Analyzing response to shipping fee schedules is frequently difficult because shipping fee schedules often involve nonlinear pricing. To perform the analysis we select a model specification that captures the nonlinear structure of the shipping fee schedules. Rather than directly use the shipping fees assigned to order size categories, we use the differences between subsequent order size categories. This enables our analysis to speak to both the effects of shipping fee levels and shipping fee structures that provide order size incentives and penalties.
In terms of empirical results, we estimate the effects of shipping fee structures on customer acquisition, customer retention, expenditures by both new and existing customers and the contribution provided by shipping fees. In general, the results are fairly intuitive as we find that higher shipping fees deter ordering rates and order size penalties have a significant influence on consumer expenditures. More interestingly, the results suggest that customer acquisition and retention are primarily impacting by different elements of shipping fee schedules. Customer retention is more responsive to shipping fee levels while customer acquisition rates are more influenced by the order size incentives and penalties. In terms of average expenditures, new customer order sizes are significantly more elastic to shipping fees (levels and penalties) than repeat buyers. There is also directional evidence that shipping fees have a greater influence on buyer behavior than equivalent changes in merchandise prices.
Furthermore, the estimated system of equations is useful for assessing the overall impact of different shipping fee structures on profitability. A notable finding from this analysis is that “Free Shipping” promotions are unlikely to have a positive impact of profits. The increased ordering rate from new and existing customers is unlikely to makeup for the lost revenue from shipping fees combined with smaller orders sizes.
In summary the research provides several findings that should be of value to marketing managers: First, by varying shipping fee levels and the structure of shipping schedules (the relationship between the fees assessed for shipping different order quantities) direct retailers can significantly influence order frequency, customer acquisition and average expenditures.
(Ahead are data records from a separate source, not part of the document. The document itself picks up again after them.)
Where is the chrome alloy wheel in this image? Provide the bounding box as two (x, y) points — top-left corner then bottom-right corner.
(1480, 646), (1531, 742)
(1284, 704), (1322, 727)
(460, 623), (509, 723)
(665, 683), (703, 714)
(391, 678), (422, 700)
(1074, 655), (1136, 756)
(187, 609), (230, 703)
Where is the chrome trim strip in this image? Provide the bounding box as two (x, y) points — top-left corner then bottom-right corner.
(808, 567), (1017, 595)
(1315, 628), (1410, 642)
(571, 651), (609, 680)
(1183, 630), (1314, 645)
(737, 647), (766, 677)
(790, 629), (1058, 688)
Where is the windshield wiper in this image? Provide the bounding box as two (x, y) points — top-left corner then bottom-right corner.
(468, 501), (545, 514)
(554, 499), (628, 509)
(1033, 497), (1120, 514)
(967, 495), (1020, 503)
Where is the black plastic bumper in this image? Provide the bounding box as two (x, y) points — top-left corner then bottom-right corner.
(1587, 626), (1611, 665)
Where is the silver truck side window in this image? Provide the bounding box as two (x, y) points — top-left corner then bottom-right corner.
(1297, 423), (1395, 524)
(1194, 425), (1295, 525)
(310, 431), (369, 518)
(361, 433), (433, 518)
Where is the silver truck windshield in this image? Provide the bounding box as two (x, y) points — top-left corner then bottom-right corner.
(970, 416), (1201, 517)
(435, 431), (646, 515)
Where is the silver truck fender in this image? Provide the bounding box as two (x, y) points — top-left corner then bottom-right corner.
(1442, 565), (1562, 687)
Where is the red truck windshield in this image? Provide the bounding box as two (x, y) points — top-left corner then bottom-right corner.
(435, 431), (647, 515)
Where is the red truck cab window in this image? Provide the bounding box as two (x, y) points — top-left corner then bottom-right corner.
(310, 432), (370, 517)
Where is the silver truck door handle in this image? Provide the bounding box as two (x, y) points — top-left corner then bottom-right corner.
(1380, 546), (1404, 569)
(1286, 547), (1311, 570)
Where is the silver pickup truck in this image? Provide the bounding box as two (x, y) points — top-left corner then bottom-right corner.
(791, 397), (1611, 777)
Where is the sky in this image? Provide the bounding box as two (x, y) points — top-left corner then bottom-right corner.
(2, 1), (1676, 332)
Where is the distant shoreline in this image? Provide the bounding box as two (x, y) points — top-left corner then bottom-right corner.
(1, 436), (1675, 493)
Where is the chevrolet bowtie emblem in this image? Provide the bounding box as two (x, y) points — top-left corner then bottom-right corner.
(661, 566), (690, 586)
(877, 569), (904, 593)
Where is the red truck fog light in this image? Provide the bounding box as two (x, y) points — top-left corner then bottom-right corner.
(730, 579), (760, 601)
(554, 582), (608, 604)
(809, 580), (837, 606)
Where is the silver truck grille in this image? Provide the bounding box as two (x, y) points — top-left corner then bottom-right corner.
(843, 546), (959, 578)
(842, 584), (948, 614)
Second, because customer acquisition and retention are differentially impacted by shipping fee levels and structure, shipping schedules may be used to emphasize either customer base growth or retention. Retailers that wish to improve retention are advised to reduce the general level of shipping charges while customer acquisition can be best managed through order size incentives and penalties (that impact customer self-selection). Third, because of the heightened attention paid to shipping fees in the online environment consumers are more responsive to changes in shipping fees than to equivalent changes in merchandise prices. The implication is that retailers in categories where baskets tend to contain many items can benefit by lowering shipping fees and raising product prices. Fourth, in terms of overall impact on profits the evidence suggests that shipping fee schedules that provide free shipping benefits to consumers who purchase larger basket sizes tend to be the most profitable policies.